Google Talk

October 13, 2004

I went to visit Adam yesterday at umich to go to a Google Seminar by a googler. It was fun and interesting. A bunch of the information was similar to a talk given by a different googler a couple years ago. I think the most notable new subject discussed was a technology Google employs to easily develop and run programs that analyze their huge stores of data. It was called MapReduce, I think. It sounded pretty slick. Along with this he talked more about how Google manages these types of jobs and how it interacts closely with Google File System.

This MapReduce stuff allowed them to write simpler programs that would compute stuff over their entire dataset without worrying about stuff dying along the way. He showed some sample C++ code of a MapReduce program of maybe 20 lines that would sum up the number of links Google indexed per domain. I believe based on the numbers he mentioned that would have taken less than 20 minutes. Crazy talk! Maybe I’ll try to describe this a bit more in a different post. I’m not sure I remember everything exactly.

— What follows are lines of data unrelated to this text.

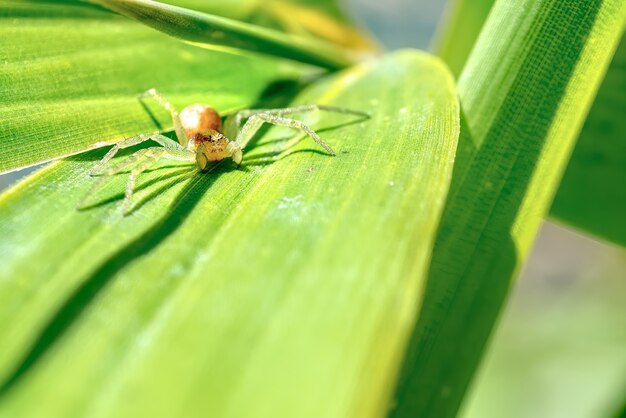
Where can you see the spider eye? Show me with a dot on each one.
(201, 159)
(237, 156)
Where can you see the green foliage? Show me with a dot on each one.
(340, 246)
(71, 76)
(524, 93)
(217, 32)
(592, 194)
(289, 286)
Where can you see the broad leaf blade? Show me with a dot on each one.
(459, 29)
(592, 194)
(285, 289)
(318, 19)
(524, 92)
(213, 31)
(71, 75)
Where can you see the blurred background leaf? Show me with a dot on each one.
(212, 31)
(160, 313)
(590, 196)
(319, 19)
(71, 75)
(525, 92)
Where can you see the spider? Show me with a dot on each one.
(201, 139)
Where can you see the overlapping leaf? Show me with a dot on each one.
(71, 75)
(524, 93)
(286, 287)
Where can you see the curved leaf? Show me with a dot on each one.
(71, 74)
(592, 194)
(270, 290)
(318, 19)
(524, 93)
(212, 31)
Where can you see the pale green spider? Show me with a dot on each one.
(201, 139)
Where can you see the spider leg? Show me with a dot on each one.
(178, 126)
(257, 120)
(233, 122)
(141, 160)
(160, 139)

It was some good stuff. My favorite quote was when he said how early on in Google’s history, “We got really good at moving out of bankrupt data centers.” This is in regards to them putting 88(?) servers per rack and squeezing them in tight, which hurt the data centers who at that time charged per square feet (I think for stuff like power and cooling and not network usage).

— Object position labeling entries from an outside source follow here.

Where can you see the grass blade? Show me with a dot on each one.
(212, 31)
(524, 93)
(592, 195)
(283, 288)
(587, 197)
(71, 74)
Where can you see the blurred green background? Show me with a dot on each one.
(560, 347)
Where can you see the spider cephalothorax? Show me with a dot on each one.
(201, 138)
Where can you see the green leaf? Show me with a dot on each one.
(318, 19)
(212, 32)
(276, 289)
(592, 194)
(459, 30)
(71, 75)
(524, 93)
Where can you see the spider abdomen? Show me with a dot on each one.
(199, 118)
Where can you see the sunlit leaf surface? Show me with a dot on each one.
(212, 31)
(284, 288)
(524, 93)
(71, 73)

This talk kind of renewed my thought that really there should be a good, open source implmentation of a Google File System type thinger. It seems GFS has some optimizations that would limit its applications. However, I wonder if we could sacrafice some of these optimizations to make it more flexible, but yet still maintain something that is worthwhile. Maybe sometime I’ll get around to solidfying some thoughts on this and how it should work and what features it should have.

Update: MapReduce Update 2: Looks like a very similar talk given by someone else (Jeff Dean).